Fixed an error in Python 3.9 beta, due to removal of deprecated Element.getchildren(). ({issue}584)
Implemented support using the API with BytesIO and other file stream objects. ({issue}545)

Fixed OMP_THREAD_LIMIT set to invalid value error messages on some input files. (The error was harmless, apart from less than optimal performance in some cases.)

Previously, we --clean-final would cause an unpaper-cleaned page image to be produced twice, which was necessary in some cases but not in general. We now take this optimization opportunity and reuse the image if possible.
We now provide PNG files as input to unpaper, since it accepts them, instead of generating PPM files which can be very large. This can improve performance and temporary disk usage.
Documentation updated for plugins.

Breaking changes

Support for pdfminer.six version 20181108 has been dropped, along with a monkeypatch that made this version work.
Output messages are now displayed in color (when supported by the terminal) and prefixes describing the severity of the message are removed.
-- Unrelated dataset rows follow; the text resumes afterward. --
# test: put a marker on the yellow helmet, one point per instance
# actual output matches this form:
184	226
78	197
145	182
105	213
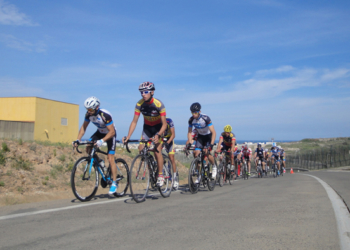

As such programs that parse OCRmyPDF's log message will need to be revised. (Please consider using OCRmyPDF as a library instead.)
The minimum version for certain dependencies has increased.
Many API changes; see developer changes.
The Python libraries pluggy and coloredlogs are now required.

New features and improvements

PDF page scanning is now parallelized across CPUs, speeding up this phase dramatically for files with a high page counts.
PDF page scanning is optimized, addressing some performance regressions.
PDF page scanning is no longer run on pages that are not selected when the --pages argument is used.
PDF page scanning is now independent of Ghostscript, ending our past reliance on this occasionally unstable feature in Ghostscript.
A plugin architecture has been added, currently allowing one to more easily use a different OCR engine or PDF renderer from Tesseract and Ghostscript, respectively. A plugin can also override some decisions, such changing the OCR settings after initial scanning.
Colored log messages.

Developer changes

The test spoofing mechanism, used to test correct handling of failures in Tesseract and Ghostscript, has been removed in favor of using plugins for testing. The spoofing mechanism was fairly complex and required many special hacks for Windows.
Code describing the resolution in DPI of images was refactored into a ocrmypdf.helpers.Resolution class.
The module ocrmypdf._exec is now private to OCRmyPDF.
The ocrmypdf.hocrtransform module has been updated to follow PEP8 naming conventions.
Ghostscript is no longer used for finding the location of text in PDFs, and APIs related to this feature have been removed.
Lots of internal reorganization to support plugins.